No mercado de farelo de soja, a Anec ajustou sua projeção semanal em 3,22% para baixo, estimando que o país exportará 2,1 milhões de toneladas até o fim do mês. Apesar do recuo na estimativa, o volume supera os embarques registrados em dezembro de 2023, quando o Brasil exportou 1,99 milhão de toneladas.
Para o milho, as projeções se mantiveram inalteradas em relação à semana anterior, com previsão de embarques de 4,10 milhões de toneladas. Esse número, no entanto, é bem menor do que o registrado no mesmo período do ano passado, quando as exportações atingiram 6,45 milhões de toneladas.
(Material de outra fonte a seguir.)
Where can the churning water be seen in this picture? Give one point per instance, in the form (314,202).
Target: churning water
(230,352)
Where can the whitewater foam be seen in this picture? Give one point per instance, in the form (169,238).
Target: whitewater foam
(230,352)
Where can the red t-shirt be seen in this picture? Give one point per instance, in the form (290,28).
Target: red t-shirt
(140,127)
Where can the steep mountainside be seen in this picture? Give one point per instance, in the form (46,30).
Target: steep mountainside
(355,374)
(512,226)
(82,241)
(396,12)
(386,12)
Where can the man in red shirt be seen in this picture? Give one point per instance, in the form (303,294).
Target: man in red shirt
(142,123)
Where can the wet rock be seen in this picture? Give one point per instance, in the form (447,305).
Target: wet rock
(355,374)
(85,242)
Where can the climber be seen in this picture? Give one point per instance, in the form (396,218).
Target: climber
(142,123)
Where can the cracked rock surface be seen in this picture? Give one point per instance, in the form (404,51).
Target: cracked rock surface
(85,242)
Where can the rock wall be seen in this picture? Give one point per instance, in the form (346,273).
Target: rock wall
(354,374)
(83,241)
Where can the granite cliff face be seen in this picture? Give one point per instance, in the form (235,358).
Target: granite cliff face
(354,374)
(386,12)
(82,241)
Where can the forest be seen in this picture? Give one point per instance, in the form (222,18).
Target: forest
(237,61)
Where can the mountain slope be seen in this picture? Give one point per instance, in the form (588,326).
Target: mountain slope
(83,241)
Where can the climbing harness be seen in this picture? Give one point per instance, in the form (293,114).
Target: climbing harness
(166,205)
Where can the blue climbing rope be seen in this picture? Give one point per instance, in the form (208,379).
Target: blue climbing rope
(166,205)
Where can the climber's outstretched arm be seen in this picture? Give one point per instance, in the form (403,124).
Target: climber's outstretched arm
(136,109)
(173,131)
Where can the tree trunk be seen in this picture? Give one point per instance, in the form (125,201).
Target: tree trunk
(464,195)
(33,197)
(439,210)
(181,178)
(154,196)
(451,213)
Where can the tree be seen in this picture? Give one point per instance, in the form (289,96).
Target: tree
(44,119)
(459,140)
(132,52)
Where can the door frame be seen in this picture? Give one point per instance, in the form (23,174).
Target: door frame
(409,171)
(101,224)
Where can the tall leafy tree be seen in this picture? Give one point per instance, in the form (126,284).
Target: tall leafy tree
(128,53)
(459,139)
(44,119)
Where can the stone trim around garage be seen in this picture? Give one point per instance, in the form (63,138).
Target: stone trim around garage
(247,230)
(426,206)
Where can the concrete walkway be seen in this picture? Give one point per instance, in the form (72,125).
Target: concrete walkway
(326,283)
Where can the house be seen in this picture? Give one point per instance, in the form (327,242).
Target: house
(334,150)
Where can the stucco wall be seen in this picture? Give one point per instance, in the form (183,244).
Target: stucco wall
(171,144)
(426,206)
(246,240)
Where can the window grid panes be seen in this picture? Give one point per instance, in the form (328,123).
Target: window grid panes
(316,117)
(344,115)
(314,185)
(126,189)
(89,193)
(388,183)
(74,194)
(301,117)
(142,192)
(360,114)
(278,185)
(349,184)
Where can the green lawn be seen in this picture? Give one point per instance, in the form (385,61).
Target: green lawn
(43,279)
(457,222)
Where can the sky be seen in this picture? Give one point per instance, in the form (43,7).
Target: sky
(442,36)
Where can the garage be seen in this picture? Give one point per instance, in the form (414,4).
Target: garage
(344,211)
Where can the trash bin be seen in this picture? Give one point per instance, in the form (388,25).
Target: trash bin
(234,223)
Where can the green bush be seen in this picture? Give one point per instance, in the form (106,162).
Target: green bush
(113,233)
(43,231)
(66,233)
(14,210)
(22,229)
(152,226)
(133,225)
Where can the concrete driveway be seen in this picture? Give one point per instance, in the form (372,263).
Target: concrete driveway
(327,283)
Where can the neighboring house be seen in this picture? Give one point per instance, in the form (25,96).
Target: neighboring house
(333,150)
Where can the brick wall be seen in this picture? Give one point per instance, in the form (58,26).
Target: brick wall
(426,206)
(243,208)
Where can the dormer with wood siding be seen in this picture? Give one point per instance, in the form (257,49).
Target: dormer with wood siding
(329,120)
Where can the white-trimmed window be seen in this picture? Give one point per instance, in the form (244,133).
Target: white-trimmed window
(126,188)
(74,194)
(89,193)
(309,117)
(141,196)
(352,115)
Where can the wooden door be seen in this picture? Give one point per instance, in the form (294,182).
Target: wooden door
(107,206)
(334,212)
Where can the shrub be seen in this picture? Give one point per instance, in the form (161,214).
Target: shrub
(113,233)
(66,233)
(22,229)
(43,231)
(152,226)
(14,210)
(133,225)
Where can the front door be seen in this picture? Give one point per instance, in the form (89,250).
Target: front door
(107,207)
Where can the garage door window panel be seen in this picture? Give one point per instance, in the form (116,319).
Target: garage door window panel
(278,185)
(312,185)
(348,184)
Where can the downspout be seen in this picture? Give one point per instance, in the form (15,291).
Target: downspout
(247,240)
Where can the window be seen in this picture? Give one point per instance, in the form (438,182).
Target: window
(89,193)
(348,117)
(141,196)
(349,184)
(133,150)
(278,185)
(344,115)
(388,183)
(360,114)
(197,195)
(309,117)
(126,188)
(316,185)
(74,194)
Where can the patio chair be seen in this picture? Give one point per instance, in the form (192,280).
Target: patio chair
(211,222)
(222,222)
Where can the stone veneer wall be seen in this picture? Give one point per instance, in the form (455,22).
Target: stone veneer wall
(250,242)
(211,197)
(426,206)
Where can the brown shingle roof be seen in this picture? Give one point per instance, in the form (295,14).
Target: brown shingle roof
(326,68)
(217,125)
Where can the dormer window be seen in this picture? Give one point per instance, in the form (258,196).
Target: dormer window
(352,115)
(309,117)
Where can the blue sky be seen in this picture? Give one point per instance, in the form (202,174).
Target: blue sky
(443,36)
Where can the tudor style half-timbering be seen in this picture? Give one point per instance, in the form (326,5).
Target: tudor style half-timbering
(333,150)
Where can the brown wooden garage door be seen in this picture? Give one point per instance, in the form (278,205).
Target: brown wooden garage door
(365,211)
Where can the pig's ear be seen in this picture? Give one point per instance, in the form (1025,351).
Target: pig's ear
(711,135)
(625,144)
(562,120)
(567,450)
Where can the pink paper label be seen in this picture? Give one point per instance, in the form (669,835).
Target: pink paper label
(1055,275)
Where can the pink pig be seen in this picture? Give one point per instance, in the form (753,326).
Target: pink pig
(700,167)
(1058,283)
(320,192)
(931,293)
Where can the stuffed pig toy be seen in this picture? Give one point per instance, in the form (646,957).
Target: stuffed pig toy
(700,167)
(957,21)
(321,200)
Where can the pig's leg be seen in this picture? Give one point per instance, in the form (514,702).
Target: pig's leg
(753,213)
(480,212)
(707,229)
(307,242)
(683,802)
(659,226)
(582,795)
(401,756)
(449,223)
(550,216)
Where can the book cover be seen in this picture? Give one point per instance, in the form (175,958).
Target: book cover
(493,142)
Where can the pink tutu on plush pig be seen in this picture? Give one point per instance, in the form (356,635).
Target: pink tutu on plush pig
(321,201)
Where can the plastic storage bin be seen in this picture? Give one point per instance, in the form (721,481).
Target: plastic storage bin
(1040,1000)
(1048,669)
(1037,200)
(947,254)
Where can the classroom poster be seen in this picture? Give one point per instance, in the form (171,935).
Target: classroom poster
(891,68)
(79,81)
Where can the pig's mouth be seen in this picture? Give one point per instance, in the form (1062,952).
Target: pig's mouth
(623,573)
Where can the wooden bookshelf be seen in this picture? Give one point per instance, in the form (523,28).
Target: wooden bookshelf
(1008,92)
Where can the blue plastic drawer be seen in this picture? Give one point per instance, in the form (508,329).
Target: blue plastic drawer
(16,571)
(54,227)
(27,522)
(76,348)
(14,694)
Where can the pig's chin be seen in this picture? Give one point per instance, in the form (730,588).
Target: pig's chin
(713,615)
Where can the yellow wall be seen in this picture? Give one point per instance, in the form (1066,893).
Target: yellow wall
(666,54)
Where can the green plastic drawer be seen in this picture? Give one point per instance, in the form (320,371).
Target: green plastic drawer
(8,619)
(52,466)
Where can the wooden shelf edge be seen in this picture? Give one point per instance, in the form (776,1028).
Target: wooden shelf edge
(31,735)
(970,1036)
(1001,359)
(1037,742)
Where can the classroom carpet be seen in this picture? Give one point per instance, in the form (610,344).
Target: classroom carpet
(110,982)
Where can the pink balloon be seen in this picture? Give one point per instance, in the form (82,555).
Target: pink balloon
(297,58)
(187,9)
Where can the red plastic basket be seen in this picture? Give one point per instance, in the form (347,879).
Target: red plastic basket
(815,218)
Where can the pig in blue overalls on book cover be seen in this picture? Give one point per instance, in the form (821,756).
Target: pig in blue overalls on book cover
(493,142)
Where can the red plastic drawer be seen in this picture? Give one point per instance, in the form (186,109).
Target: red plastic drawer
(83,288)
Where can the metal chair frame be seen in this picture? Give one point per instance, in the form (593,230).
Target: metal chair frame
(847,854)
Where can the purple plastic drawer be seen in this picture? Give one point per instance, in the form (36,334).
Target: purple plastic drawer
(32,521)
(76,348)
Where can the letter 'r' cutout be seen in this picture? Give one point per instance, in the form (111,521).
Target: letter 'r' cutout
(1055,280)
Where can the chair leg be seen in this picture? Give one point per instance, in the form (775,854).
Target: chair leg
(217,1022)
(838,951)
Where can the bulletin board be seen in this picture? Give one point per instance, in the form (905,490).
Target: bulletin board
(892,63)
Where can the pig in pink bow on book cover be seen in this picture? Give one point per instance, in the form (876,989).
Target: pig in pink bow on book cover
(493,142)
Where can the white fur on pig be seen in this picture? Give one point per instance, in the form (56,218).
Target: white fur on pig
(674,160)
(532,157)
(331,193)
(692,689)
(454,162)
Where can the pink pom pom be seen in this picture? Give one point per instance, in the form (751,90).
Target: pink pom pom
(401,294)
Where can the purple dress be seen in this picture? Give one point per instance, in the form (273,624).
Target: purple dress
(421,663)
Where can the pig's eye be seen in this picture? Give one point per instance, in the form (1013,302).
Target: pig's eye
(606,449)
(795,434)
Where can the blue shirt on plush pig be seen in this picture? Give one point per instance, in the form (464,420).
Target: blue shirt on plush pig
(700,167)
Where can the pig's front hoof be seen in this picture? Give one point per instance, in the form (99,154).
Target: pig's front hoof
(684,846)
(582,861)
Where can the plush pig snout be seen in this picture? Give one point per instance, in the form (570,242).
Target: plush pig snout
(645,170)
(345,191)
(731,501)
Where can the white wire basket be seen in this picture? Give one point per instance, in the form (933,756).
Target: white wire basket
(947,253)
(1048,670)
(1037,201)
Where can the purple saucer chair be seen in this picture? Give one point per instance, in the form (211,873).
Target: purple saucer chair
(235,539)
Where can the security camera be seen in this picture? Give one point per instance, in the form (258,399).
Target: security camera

Diferente dos outros grãos, o trigo apresentou um aumento significativo na estimativa de embarques. A Anec revisou suas previsões em alta de 21,9%, alcançando 436,33 mil toneladas para dezembro. Apesar do crescimento em relação às previsões anteriores, o volume ainda é 5,2% menor que as 460,3 mil toneladas exportadas no mesmo mês do ano passado.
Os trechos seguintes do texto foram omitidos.